PCTS, Radianse Team for Hospital Tracking Solution

By Claire Swedberg

The partnership brings together PCTS' patient- and asset-tracking software with Radianse's real-time indoor positioning solutions.

Health-care RFID technology provider Radianse has teamed up with Patient Care Technology Systems (PCTS) to offer an RFID-based solution for hospital workflow. The two companies say their package provides a greater level of functionality than other RFID or wireless solutions.

The package includes PCTS' Amelior automatic patient- and asset-tracking software, integrated with Radianse's real-time indoor positioning solutions.


John Pantano

For two years, Radianse has been offering hospitals an active RFID patient- and asset-tracking system known as an indoor positioning solution (IPS). The IPS included tags, readers and networking software. By integrating with PCTS, says John Pantano, vice president of marketing, Radianse can take its services beyond simple identification and tracking. "What hospitals are looking for is to make more sense of the data," he says.
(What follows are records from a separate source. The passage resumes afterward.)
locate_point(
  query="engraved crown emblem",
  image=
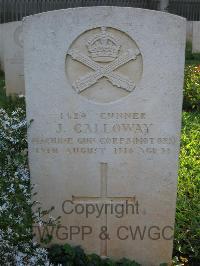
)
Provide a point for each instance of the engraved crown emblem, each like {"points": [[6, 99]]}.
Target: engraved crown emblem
{"points": [[103, 47]]}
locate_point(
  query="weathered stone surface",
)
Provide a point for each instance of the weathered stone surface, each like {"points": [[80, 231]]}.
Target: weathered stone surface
{"points": [[189, 31], [196, 37], [104, 88], [1, 47], [13, 57]]}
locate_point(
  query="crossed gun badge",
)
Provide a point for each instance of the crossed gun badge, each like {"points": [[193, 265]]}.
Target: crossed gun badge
{"points": [[106, 71]]}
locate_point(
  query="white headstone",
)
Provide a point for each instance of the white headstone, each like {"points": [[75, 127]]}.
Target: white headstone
{"points": [[196, 37], [104, 90], [1, 47], [189, 31], [14, 58]]}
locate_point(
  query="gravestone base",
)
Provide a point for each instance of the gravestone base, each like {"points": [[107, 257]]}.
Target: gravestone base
{"points": [[104, 90]]}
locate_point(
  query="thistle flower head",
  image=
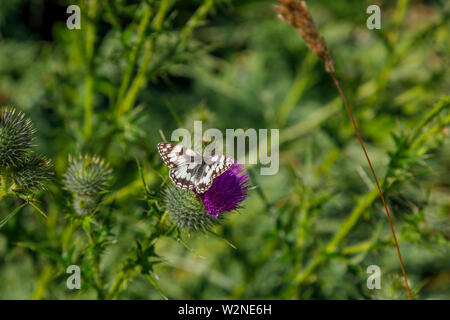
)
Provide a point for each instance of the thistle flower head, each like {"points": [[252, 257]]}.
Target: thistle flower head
{"points": [[16, 134], [227, 191], [186, 210], [31, 175], [87, 175]]}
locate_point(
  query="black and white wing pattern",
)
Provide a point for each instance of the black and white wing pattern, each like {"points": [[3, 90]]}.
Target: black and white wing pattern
{"points": [[189, 170]]}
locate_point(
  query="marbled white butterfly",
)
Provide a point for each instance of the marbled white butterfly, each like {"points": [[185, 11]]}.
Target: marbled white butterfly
{"points": [[189, 170]]}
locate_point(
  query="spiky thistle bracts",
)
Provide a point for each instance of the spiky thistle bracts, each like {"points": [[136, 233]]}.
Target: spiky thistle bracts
{"points": [[87, 175], [21, 169], [186, 211], [86, 178], [190, 210], [16, 135], [33, 173]]}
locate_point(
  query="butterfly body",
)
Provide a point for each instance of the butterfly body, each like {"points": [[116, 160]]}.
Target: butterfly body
{"points": [[189, 169]]}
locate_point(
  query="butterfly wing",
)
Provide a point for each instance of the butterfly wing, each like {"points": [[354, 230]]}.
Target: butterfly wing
{"points": [[213, 167], [183, 163], [188, 170]]}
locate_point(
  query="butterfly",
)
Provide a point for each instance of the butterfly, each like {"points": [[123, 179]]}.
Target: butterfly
{"points": [[189, 169]]}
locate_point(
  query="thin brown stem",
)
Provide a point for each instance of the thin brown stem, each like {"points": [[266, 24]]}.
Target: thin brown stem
{"points": [[341, 92]]}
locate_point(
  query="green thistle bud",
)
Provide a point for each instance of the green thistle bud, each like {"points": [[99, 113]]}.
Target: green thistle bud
{"points": [[16, 134], [84, 204], [31, 175], [186, 210], [88, 175]]}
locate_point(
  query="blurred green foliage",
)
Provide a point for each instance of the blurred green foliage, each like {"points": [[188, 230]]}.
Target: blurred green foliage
{"points": [[138, 67]]}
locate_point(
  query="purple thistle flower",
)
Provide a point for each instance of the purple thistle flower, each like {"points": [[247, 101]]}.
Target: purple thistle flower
{"points": [[227, 191]]}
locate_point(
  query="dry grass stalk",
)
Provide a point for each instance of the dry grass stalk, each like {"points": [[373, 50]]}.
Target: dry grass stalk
{"points": [[296, 14]]}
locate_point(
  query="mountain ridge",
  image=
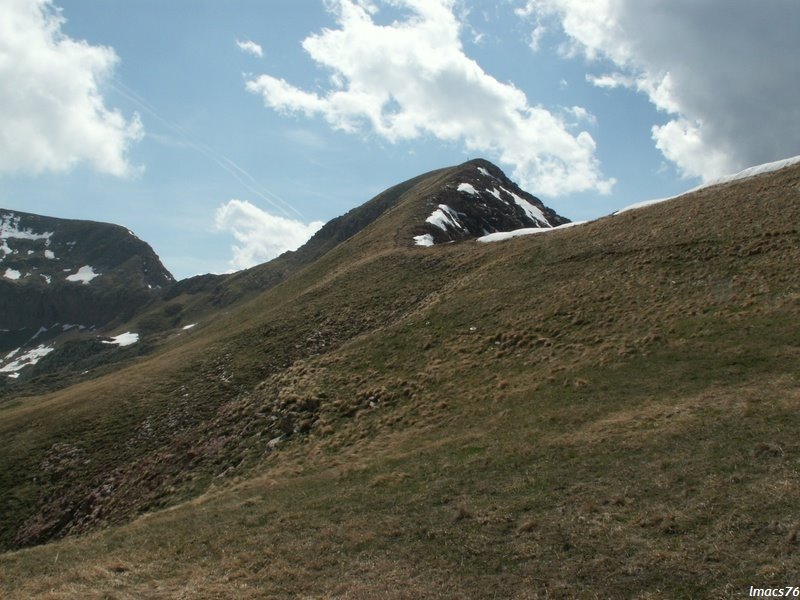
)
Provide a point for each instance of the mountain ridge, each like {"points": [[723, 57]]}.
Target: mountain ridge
{"points": [[533, 416]]}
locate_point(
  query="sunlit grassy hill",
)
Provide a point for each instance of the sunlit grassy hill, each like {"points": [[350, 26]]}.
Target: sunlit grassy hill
{"points": [[608, 410]]}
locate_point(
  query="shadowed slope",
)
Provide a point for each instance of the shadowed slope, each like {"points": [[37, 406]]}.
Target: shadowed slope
{"points": [[605, 410]]}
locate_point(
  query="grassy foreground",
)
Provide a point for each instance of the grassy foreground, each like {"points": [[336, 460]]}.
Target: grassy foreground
{"points": [[609, 411]]}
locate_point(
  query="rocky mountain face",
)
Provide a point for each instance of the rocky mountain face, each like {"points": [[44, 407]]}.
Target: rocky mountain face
{"points": [[478, 200], [58, 275], [65, 282]]}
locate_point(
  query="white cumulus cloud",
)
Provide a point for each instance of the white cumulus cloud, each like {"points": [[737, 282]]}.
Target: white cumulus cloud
{"points": [[250, 47], [411, 79], [260, 235], [724, 71], [52, 112]]}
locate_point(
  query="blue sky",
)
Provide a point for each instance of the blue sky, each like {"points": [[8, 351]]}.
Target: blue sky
{"points": [[224, 133]]}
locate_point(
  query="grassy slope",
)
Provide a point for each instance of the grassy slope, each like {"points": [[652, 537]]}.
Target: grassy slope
{"points": [[606, 411]]}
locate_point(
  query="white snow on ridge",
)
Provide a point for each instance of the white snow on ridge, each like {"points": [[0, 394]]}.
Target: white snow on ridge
{"points": [[745, 174], [507, 235], [10, 229], [31, 357], [84, 275], [468, 188], [425, 239], [124, 339], [530, 210], [444, 216]]}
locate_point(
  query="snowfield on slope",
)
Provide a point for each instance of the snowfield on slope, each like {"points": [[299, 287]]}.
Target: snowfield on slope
{"points": [[124, 339], [84, 275], [507, 235], [31, 357]]}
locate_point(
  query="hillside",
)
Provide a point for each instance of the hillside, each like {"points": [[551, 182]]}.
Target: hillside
{"points": [[607, 410], [63, 283]]}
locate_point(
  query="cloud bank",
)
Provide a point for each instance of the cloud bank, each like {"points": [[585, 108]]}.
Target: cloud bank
{"points": [[52, 113], [411, 79], [250, 47], [260, 235], [725, 71]]}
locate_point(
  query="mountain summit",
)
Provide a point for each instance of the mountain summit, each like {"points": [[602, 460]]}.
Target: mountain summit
{"points": [[478, 200], [70, 273]]}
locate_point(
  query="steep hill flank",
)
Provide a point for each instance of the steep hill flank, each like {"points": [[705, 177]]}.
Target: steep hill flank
{"points": [[610, 407], [406, 212], [61, 279]]}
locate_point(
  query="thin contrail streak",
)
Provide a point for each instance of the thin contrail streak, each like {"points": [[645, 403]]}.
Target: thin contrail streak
{"points": [[220, 159]]}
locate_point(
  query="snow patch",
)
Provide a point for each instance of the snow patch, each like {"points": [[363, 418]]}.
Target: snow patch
{"points": [[507, 235], [425, 239], [84, 275], [10, 229], [444, 216], [31, 357], [530, 210], [468, 188], [124, 339]]}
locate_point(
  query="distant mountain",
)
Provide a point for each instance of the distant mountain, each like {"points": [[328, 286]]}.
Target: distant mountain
{"points": [[478, 199], [60, 275], [451, 204], [609, 406]]}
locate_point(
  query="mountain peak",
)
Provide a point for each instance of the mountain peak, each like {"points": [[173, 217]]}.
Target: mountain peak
{"points": [[476, 199]]}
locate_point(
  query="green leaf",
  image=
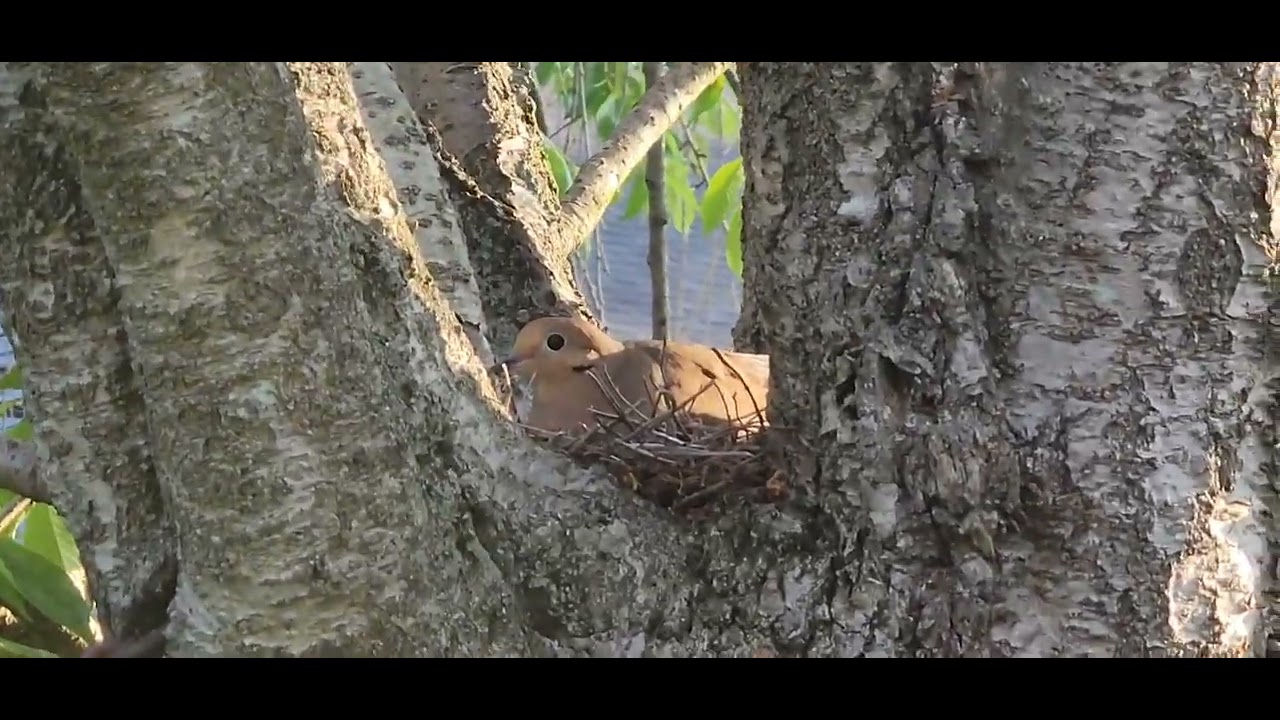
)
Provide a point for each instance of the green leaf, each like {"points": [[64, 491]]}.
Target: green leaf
{"points": [[634, 91], [707, 100], [48, 536], [9, 595], [734, 242], [12, 379], [721, 191], [597, 87], [638, 195], [9, 648], [9, 528], [561, 169], [21, 432], [48, 588]]}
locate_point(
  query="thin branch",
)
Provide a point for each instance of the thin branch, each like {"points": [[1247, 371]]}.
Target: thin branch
{"points": [[653, 180], [600, 177], [734, 83], [18, 469]]}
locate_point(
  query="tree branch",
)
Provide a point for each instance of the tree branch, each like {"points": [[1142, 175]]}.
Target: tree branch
{"points": [[654, 177], [600, 177], [492, 155]]}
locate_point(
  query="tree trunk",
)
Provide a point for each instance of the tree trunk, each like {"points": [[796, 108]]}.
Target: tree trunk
{"points": [[1034, 388], [265, 425]]}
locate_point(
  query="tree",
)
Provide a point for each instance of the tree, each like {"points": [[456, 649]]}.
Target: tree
{"points": [[1027, 420]]}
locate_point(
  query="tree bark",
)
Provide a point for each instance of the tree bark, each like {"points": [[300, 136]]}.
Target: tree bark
{"points": [[265, 424], [265, 427], [1034, 384]]}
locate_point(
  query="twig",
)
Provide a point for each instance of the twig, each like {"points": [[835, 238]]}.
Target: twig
{"points": [[600, 177]]}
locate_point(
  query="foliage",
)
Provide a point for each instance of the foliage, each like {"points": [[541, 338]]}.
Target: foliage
{"points": [[597, 96], [37, 555]]}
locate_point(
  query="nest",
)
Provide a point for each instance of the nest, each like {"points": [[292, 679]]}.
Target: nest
{"points": [[671, 456]]}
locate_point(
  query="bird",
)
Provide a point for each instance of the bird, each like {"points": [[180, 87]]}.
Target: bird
{"points": [[568, 363]]}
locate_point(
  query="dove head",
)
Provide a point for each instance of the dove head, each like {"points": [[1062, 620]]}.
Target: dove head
{"points": [[557, 345]]}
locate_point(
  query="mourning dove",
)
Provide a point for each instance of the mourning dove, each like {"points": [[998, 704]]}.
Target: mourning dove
{"points": [[560, 355]]}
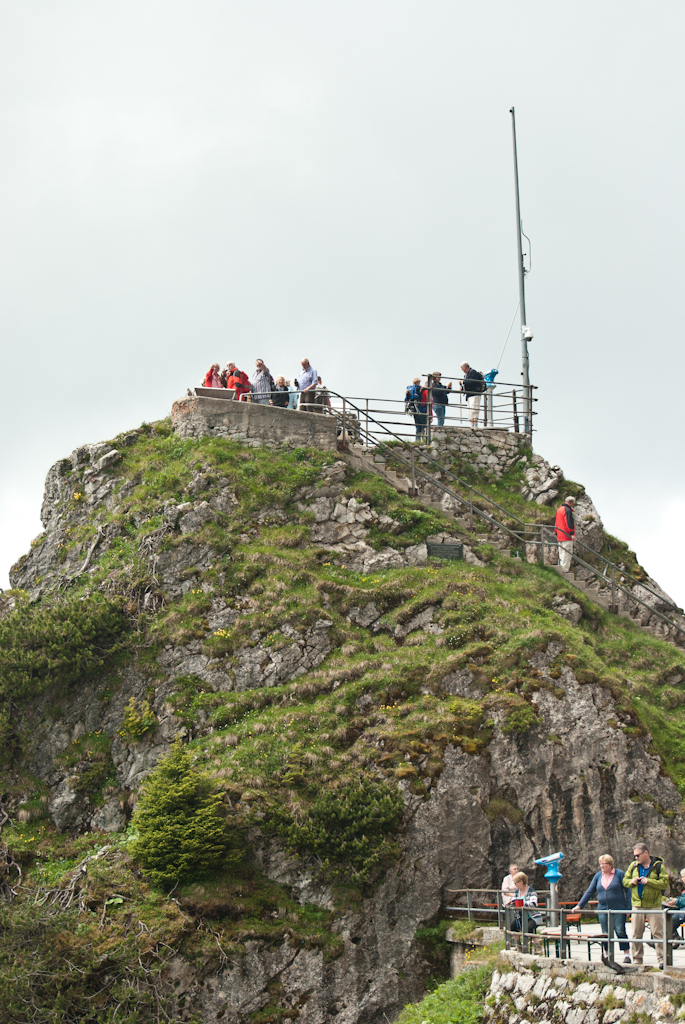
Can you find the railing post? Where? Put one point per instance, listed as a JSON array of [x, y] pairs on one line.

The IPS system consists of active 433 MHz tags that can be attached to assets, patient bracelets, or employee badges. RFID receivers—small boxes the size of a doorbell, Pantano explains—are mounted on walls throughout the hospital. The receivers plug into the hospital's LAN and relay data to a server onto a wireless network.

The system provides room-level accuracy, allowing hospitals to know where patients are in real-time, and where assets are—such as small electronic devices that can get wrapped up in bed sheets headed for the laundry room. In the event that such an item goes down the laundry chute, for example, a receiver in the laundry room will receive a transmission from the device, and an alert can be sent to hospital staff via page or e-mail.

While Radianse's product addresses hospitals' basic need to identify and locate assets, the partnership adds another level of functionality, allowing hospitals to take advantage of all the data the RFID system captures, says PCTS director of research and development, Cory Wagner.

With the integrated solution, Wagner says, data from the RFID system can trigger responses, such as notifying the staff to prepare a patient room after a patient is tracked leaving one department for another in the process of hearing toward that room. That communication can be sent to the appropriate staff members via pager as soon as the RFID system confirms the patient is on the move.


Cory Wagner

The hospital can also use the data for analysis of its operations and practices. For instance, administrators can access reports to see the average work time for specific tasks, which could help streamline and improve workflows.

The PCTS software can incorporate data from various technologies, including infrared sensors, Wi-Fi access points and RFID, and can combine all three in the event that a hospital is using infrared in one department and another wireless technology in another. "We're not hawking one kind of technology," Wagner says.

However, most hospital customers come to PCTS with a "virgin environment" (no tracking technology), Wagner says. "They tend to be looking for a place to get started. Locating is a good place to start, but if they really want to maximize their investment, they need to go beyond locating patients," he said.